The brilliancies of this crowd-pleasing musical smorgasbord weren’t totally in the hands of the violinist. Kim drew a powerful intro in “My Man’s Gone Now,” contrasting effectively with Russell’s gentle entry, embroidered with beguiling double-stops and delicate harmonics. Russell relished the bulk of the bravura, which included stratospheric double-stopping in the second chorus of “Summertime,” a profusion of trills in “A Woman Is a Sometime Thing,” and silvery harmonics in “It Ain’t Necessarily So” – all of which were upstaged by the double-stopped harmonics at the end of a rhapsodic “Bess, You Is My Woman Now.” The only spot where Russell faltered was in the wicked glissandi just before the fine ending of “Tempo di Blues,” an odd alias for a series of variations on “There’s a Boat Dat’s Leavin’ Soon for New York.”
Russell and Kim were at their best in the more adventurous repertoire they had presented right after intermission. Each of the Three Pieces for Violin and Piano by Amy Beach had a distinctive sound all its own, staking out its own musical corner of the early 20th Century. “Invocation” reminded me of "The Lark Ascending" with its hieratic flutterings, “La Captive” had an anguished Russell entrance over a sad Kim intro, and “Berceuse” had a dancing gait, in the vein of Debussy, that Russell excels at.
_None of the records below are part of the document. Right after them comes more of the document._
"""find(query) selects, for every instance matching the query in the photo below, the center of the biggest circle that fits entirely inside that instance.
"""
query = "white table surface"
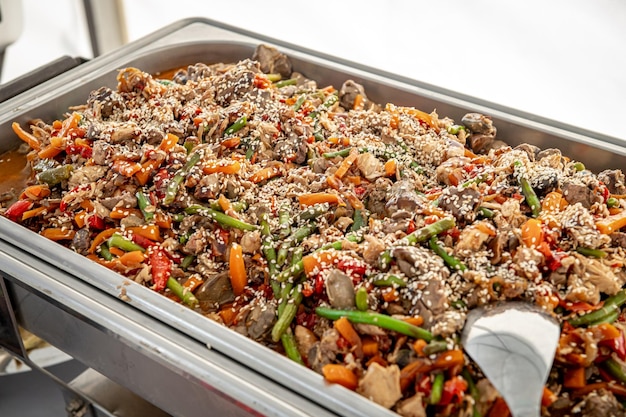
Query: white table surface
(561, 59)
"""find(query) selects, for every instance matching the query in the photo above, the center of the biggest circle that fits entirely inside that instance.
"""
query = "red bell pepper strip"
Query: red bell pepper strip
(17, 209)
(161, 268)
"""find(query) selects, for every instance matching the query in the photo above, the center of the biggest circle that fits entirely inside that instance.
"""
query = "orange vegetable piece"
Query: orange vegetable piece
(132, 258)
(319, 260)
(532, 233)
(150, 231)
(237, 269)
(345, 329)
(266, 173)
(230, 167)
(574, 378)
(101, 237)
(57, 233)
(126, 168)
(319, 198)
(347, 163)
(29, 138)
(340, 374)
(612, 223)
Wilder still were the unpredictable mood shifts of Charles Ives’s Violin Sonata No. 4: restless chromaticism in the piano entry, a high eerie layering on of the violin, and increasing agitation and energy that subside into a meditative interlude – pierced by a piano rant that sparked Kim’s best playing of the evening. Unfortunately, they only played the Largo-Allegro-Largo Cantabile second movement. I wanted to hear more.
*We are pleased to welcome our MCANA colleague Perry Tannenbaum to the pages of CVNC. He has covered the performing arts in the Charlotte area since 1987 for Creative Loafing. He is also a frequent contributor to American Record Guide, Dance International, TheaterMania, and JazzTimes.